Geoff Harvey, a spokesman for PNNL, said he’s seen quite a few equally odd tales out there, as well.
“I saw one where a woman predicted that by the end of 2015 all fish on the Pacific coast would be destroyed,” Harvey said. “She was appalled and said the U.S. and Canada had turned off all their monitoring sites.”
That caused a laugh from Raap.
“I’d be appalled if they did that, too,” she said.
Some cesium has been found in fish across the Pacific Ocean in very low doses that are not a danger to human health. It’s hard to tell if that radiation is from Fukushima or from the spectrum of materials left over after nuclear testing that continued from the 1950s to the 1970s.
Some people are scared of anything that goes with the word “radiation,” but actually there are lots of things around us every day that are radioactive.
Bananas, cocoa powder and Brazil nuts all have potassium 40 in them — and shipments occasionally set off radiation monitors on the border with Canada. Granite, kitty litter and pottery items like toilet tanks have detectable amounts of uranium and thorium. Camping lanterns also sometimes contain thorium, and propane has radium 226.
“That’s why I think education is really important,” Raap said. “If the worst you’d get was two bananas (worth of radiation dose from the air plume in 2011) is it really worth taking something like potassium iodide, which has its own health risks?”

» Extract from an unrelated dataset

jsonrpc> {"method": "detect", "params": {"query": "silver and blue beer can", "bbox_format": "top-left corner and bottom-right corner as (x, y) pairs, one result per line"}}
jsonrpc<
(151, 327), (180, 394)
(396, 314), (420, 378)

And if you think some of those items are strange, people are also radioactive, she said.
“You get some dose, actually, from sleeping with someone, about half a banana’s worth,” Raap said. “Living next to a power plant for a year is almost a banana. An airplane flight from New York to Los Angeles in 400 bananas.”
That’s not to make light of the real concerns, she said, but the rumors that are spreading aren’t doing anybody any good.
And it will probably get worse when the new “Godzilla” movie comes out on May 16, she added.
“It’s going to be tied in to Fukushima, from what I’ve read, but I really wouldn’t use a movie as a source of information,” Raap said.